Why would I use any MC technique other than basic sampling I'm trying to learn sampling techniques. Lots of tutorials say that they are useful when "you can't sample directly from the pdf...."
q1)
If I have the algebraic form of the pdf can't I always sample from it?
If I didn't have the algebraic form then I couldn't do anything anyway. What do they mean by this?
q2)
Why would I bother with something like importance/gibbs/mh sampling when I can just sample directly from the pdf with random numbers like this:
for i=1:1000

    rv = rand;

    scatter(rv,betapdf(rv,3,6));

end

This gives me a perfect form of the 3,6 beta.
The importance sampling technique produces a worse pdf approximation.
What am I missing
 A: I'll tackle your second question first. Your method doesn't sample from the beta distribution, but you're sort of right in that there are simple methods that work well when you know the pdf. Say that the pdf of the beta(3, 6) distribution is $p(x)$ and you want to know $y \equiv \int_0^1 f(x) p(x) dx$. Then you could do something like this:
n_draws = 10000;
x = unifrnd(0, 1, n_draws, 1);
px = betapdf(x, 3, 6);
y = f(x)' * px / n_draws;

Or even better, don't sample:
x = 0:.0001:1;
px = betapdf(x, 3, 6);
y = f(x) * px' / length(x);

However, this only works on the beta distribution because its support is on $[0, 1]$. You wouldn't be able to apply such a method to a distribution with unbounded (or unknown) support. However, if you know the CDF, you can use inverse transform sampling to take draws.
Now for your second question: If we know the PDF, why would we need a complicated sampling method? Often, you may know the PDF only up to a constant. Then you can't use inverse transform sampling to take draws. However, you can still use a method like importance sampling or Gibbs sampling.
For example, let's say we want a function of the posterior distribution in a Bayesian model, where $\theta$ is the parameter of interest, $x$ is data, and $\Theta$ is the set of all parameters in the support of the prior:
$$
p(\theta | x) = \frac{p(x | \theta) p(\theta)}{\int_\Theta p(x | \theta') p(\theta') d \theta'}
$$
It may be easy to compute $p(x|\theta) p(\theta)$, but the denominator may be a lot harder. However, you can just note that $p(\theta | x) \propto p(x|\theta) p(\theta)$, and use that fact to use importance sampling, Gibbs sampling, or some other Markov Chain Monte Carlo method to take samples from $p(\theta | x)$. Then you can use those draws to compute a posterior mean or another function of the posterior distribution.
A: *

*That is not a sample from a beta(3,6) distribution.  It is a graph of a uniform variable vs the beta PDF.  For this to be a sample of the beta(3,6) the histogram or density plot of your putative sample (not a scatter plot) should converge to the beta(3,6) PDF.  You sampled, $U$, a uniform random variable, and then applied a transformation (the beta PDF function) to it.  Here's what the density of  of this transformed random variable looks like in black (D(beta_pdf(U))).  In red, I am showing the the beta(3, 6) function.

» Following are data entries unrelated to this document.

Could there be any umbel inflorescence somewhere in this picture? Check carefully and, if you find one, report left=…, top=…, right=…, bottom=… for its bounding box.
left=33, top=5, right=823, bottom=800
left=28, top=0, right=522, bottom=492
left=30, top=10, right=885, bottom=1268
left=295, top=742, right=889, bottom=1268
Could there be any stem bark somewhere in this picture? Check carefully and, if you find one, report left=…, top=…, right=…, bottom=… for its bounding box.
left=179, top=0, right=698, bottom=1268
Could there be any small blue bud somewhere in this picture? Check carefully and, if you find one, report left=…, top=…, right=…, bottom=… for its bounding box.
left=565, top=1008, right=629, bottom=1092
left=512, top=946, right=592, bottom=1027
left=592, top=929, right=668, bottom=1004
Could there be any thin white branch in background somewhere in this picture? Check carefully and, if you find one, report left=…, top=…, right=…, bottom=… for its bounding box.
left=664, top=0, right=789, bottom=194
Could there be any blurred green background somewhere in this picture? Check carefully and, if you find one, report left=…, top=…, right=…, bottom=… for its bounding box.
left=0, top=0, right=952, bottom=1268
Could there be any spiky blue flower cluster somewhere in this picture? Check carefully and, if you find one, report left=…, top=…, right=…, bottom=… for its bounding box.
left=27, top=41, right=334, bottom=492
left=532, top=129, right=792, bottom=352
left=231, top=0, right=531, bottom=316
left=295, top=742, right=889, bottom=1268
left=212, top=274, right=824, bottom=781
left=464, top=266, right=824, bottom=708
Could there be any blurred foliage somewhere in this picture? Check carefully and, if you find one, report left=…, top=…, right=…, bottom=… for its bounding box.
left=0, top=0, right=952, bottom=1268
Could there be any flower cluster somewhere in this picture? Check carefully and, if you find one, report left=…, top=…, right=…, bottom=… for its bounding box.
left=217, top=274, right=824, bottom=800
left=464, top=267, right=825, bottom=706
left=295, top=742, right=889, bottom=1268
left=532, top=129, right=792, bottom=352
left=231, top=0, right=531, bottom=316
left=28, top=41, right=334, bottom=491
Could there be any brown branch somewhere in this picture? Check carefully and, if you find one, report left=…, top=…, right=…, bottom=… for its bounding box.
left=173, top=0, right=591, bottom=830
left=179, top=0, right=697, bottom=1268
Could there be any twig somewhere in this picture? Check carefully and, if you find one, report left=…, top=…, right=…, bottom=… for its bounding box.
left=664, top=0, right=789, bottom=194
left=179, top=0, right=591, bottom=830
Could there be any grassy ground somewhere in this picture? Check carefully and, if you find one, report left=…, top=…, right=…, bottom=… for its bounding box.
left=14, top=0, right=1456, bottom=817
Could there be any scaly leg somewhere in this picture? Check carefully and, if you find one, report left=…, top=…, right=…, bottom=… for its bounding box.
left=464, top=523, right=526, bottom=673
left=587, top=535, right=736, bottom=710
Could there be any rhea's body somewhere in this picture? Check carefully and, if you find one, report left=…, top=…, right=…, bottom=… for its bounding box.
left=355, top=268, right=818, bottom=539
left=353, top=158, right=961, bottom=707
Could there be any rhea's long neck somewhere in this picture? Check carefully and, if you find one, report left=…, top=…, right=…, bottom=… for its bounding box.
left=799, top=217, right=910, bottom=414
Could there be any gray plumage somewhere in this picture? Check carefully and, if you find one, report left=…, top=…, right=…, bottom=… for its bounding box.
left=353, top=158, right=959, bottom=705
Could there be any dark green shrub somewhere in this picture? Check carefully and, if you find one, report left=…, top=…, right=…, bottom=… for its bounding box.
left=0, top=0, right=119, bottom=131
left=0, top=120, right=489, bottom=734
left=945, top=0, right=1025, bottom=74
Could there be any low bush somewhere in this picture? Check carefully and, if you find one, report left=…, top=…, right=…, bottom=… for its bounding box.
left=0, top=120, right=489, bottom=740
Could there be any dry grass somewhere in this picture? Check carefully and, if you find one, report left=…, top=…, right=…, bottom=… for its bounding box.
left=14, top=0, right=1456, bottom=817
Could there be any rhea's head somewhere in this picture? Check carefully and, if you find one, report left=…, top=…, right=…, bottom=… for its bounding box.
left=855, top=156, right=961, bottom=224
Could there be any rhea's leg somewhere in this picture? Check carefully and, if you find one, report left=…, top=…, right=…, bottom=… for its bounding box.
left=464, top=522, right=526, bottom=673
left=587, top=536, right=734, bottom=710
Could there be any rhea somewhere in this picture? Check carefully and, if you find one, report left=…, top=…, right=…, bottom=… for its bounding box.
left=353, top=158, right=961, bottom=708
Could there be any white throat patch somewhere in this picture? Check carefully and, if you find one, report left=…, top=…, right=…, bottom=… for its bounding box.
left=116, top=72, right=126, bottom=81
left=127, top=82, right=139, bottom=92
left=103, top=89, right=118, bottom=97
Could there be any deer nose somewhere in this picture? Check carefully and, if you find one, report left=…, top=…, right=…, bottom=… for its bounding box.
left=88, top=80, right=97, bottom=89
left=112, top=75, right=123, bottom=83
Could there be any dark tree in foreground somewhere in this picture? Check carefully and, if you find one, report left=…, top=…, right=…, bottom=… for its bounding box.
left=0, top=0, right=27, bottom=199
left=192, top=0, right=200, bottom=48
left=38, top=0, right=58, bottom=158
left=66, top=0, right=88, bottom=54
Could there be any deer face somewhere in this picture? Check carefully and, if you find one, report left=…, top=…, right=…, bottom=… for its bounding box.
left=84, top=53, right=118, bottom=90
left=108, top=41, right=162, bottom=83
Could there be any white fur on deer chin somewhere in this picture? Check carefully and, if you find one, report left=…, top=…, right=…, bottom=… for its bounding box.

Right away, you can tell something is amiss, because betapdf(U) is as large as 2.5, while we know that a beta random variable lies on the interval [0,1]. 

*Generally, you do have the algebraic form of the PDF, up to a constant.  But not knowing the normalizing constant of your density means you are stuck!  For the beta distribution, the normalizing constant has a well-characterized (though non-algebraic!) expression.  In general, MCMC is the way to avoid evaluating a complicated, high-dimensional integral, which is how you would generally calculate a normalizing constant.

*Even if you do have the normalizing constant, you still need a way to sample, ie, rejection sampling or as another answer points out, the probability integral transform.